We systematically and comprehensively searched PubMed, EMBASE, and Web of Science for available studies until April 17, 2020. Pooled hazard ratios (HRs) and their 95% confidence intervals (CIs) were used to evaluate the correlation between PNI and overall survival (OS) and progression-free survival (PFS) in SCLC. Odds ratios (ORs) and 95% CIs were applied to evaluate the relationship between clinical features and PNI in SCLC.
A total of nine studies with 4,164 SCLC patients were included in the meta-analysis. The pooled data elucidated that lower PNI status was an independent risk factor for worse OS in SCLC (HR =1.43; 95% CI: 1.24-1.64; P<0.001), while there was no significant correlation between PNI status and PFS (HR =1.44; 95% CI: 0.89-2.31; P=0.134). We also found that Eastern Cooperative Oncology Group (ECOG) performance status ≥2 (OR =2.72; 95% CI: 1.63-4.53; P<0.001) and extensive-stage (ES) disease (OR =1.93; 95% CI: 1.62-2.30; P<0.001) were risk factors for low PNI, while prophylactic cranial irradiation (PCI) (OR =0.53; 95% CI: 0.40-0.69; P<0.001) was a protective factor for low PNI.
Our findings suggested that low PNI status was closely correlated with the decreased OS in SCLC. Surveillance on PNI, amelioration of nutritional and immune status, and timely initiation of PCI may improve the prognosis of SCLC.
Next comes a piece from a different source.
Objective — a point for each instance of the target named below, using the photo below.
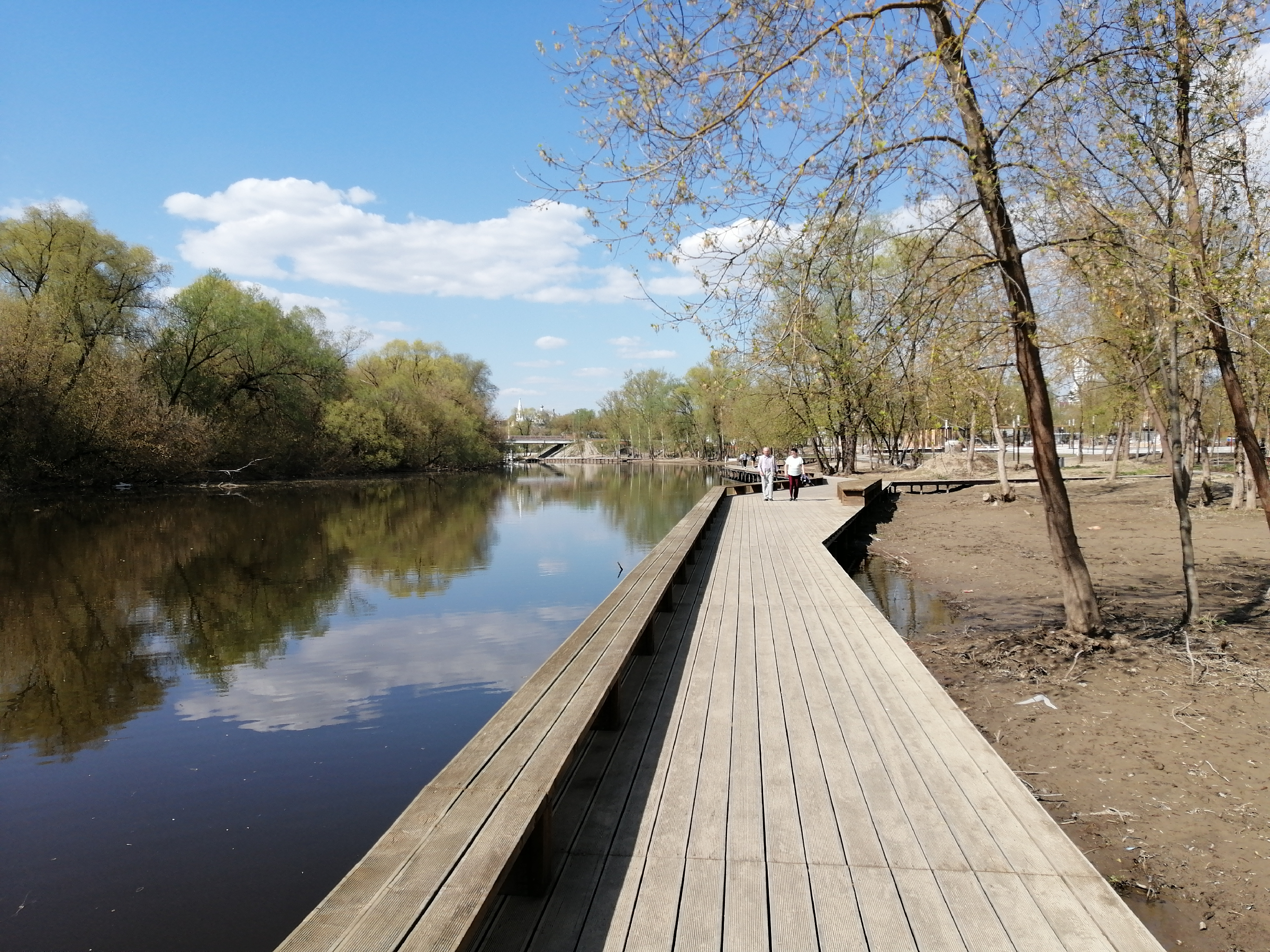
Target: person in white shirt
(766, 464)
(794, 471)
大量研究表明,治疗前预后营养指数(PNI)与各类恶性肿瘤的预后显著相关。然而,PNI在小细胞肺癌(SCLC)中的预后价值仍存在争议。我们进行了本次荟萃分析,以评估PNI在SCLC中的预后价值,并探讨PNI与临床特征之间的关系。
我们系统全面地检索了PubMed、EMBASE和Web of Science数据库,以获取截至2020年4月17日的可用研究。采用合并风险比(HR)及其95%置信区间(CI)来评估PNI与SCLC总生存期(OS)和无进展生存期(PFS)之间的相关性。采用比值比(OR)及其95%CI来评估SCLC临床特征与PNI之间的关系。
本次荟萃分析共纳入9项研究,涉及4164例SCLC患者。汇总数据表明,较低的PNI状态是SCLC患者OS较差的独立危险因素(HR =1.43;95%CI:1.24 - 1.64;P<0.001),而PNI状态与PFS之间无显著相关性(HR =1.44;95%CI:0.89 - 2.31;P =0.134)。我们还发现,东部肿瘤协作组(ECOG)体能状态≥2(OR =2.72;95%CI:1.63 - 4.53;P<0.001)和广泛期(ES)疾病(OR =1.93;95%CI:1.62 - 2.30;P<0.001)是低PNI的危险因素,而预防性颅脑照射(PCI)(OR =0.53;95%CI:0.40 - 0.69;P<0.001)是低PNI的保护因素。
我们的研究结果表明,低PNI状态与SCLC患者OS降低密切相关。监测PNI、改善营养和免疫状态以及及时进行PCI可能会改善SCLC的预后。